Daß aber gewisse Dinge bei einer solch großen Zahl immer als „Ausfranser" zu werten sind, wird gerade demonstrativ durch den Fall Jablonski bewiesen. Lassen Sie mich das hier in aller Deutlichkeit sagen: Ein Mann, der von dort drüben wegen Mordes verfolgt wird und sich wieder in die Nähe des Machtbereiches jener begibt, die diese Forderung nach wie vor aufrechterhalten haben, dem ist nicht zu raten. Entweder kann er nicht lesen oder er wollte sich da irgendeiner Situation aussetzen, die unvertretbar ist und die ein Werk gefährdet, das noch längst nicht vollkommen ist.

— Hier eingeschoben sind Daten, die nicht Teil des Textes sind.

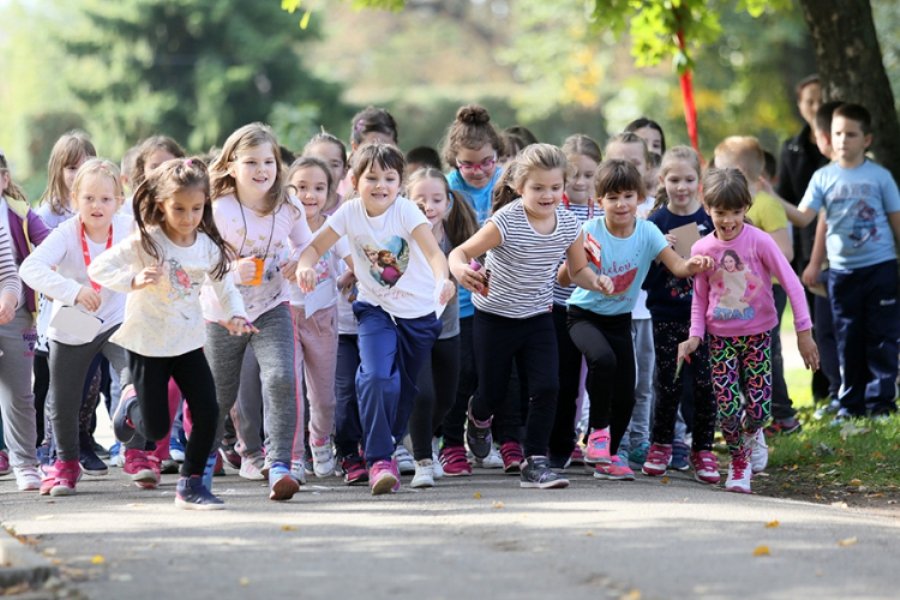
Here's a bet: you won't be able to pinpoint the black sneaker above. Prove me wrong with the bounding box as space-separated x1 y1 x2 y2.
466 402 494 458
112 393 137 446
175 475 225 510
519 456 569 490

Ich bitte Sie sehr darum: Machen Sie sich nicht unnötig zu Befürwortern von Leuten, die wirklich nur unser aller Bedauern finden sollten, aber nicht so dargestellt werden sollten, als hätten sie sich in besonderer Weise für Recht und Freiheit eingesetzt. Es ist peinlich, wenn man mit den Leuten darüber sprechen muß. Der Mann ist auch hier bei uns wegen Mordes verurteilt, und Mord bleibt Mord. Es gibt keine Motivation, die dem jungen Mann damals hätte Veranlassung geben können, wegzugehen, außer daß er meinte, hier könne er besser leben als drüben. Er hatte keine politische Motivation, die ihn zu einer solchen Tat veranlaßt hätte, um überhaupt die DDR verlassen zu können.

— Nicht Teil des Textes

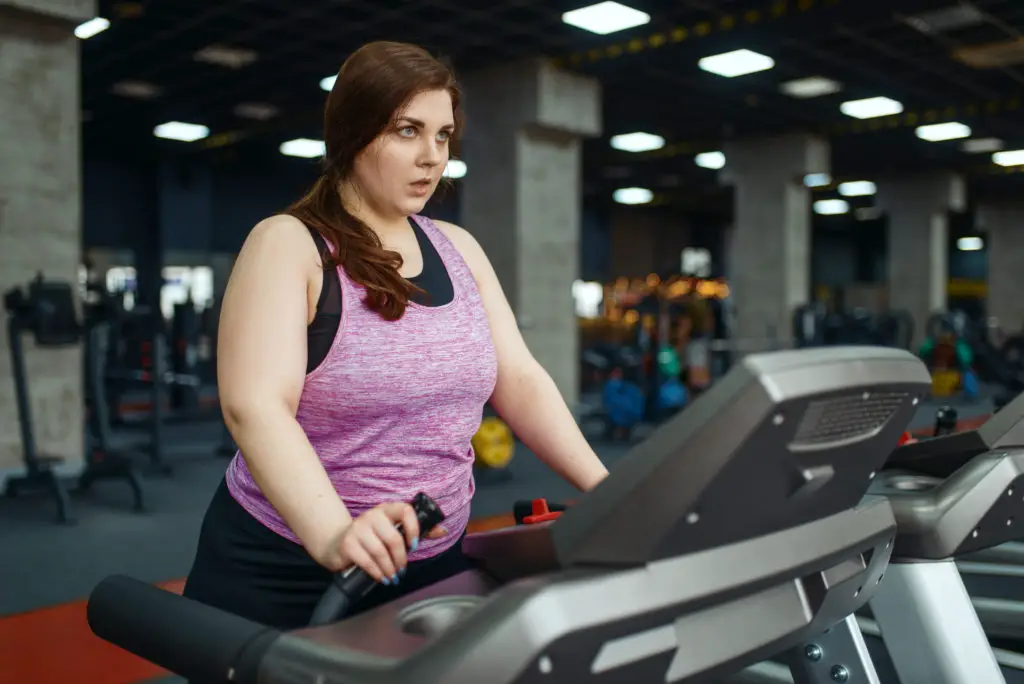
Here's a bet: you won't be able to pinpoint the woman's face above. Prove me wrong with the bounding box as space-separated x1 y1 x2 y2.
353 90 455 216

Dieses binden Sie hier in diesen Antrag mit. ein. Das ist doch eine gewisse Peinlichkeit.
— Nein, das ist kein Nebengleis. Das ist für Sie ja der Aufhänger gewesen. Das paßt Ihnen natürlich nicht. Aber ich bleibe doch dabei. Nehmen Sie doch bitte zur Kenntnis, daß kein Reisender mehr kontrolliert wird, wie dies früher der Fall war, es sei denn, es gibt Verdachtsmomente — und diese hat sich die DDR vorbehalten; da war nicht zu widersprechen - bei Mißbrauch der Transitwege. Die Transitautobahn führt durch das Gebiet der DDR, ob uns das paßt oder nicht. Die DDR hat ihre eigenen Gesetze. Wenn sie Leute, die nach 1971 geflohen sind, nach wie vor als ihre Bürger betrachtet, können wir ihr das nicht verwehren. Wir können den Leuten nur sagen: Benutzt die Wege, die auch andere Leute benutzen, die bequemer reisen wollen als mit dem Auto, aber nicht gefährdet sind. Ich meine jene, die die Flugzeuge benutzen. Auch rufen wir dazu auf: Bitte sehr, wendet euch in jedem Fall, wenn ihr selber nicht klar seht, wie die Lage ist, entweder an den Senator in Berlin oder an uns; dann bekommt ihr die richtige Auskunft.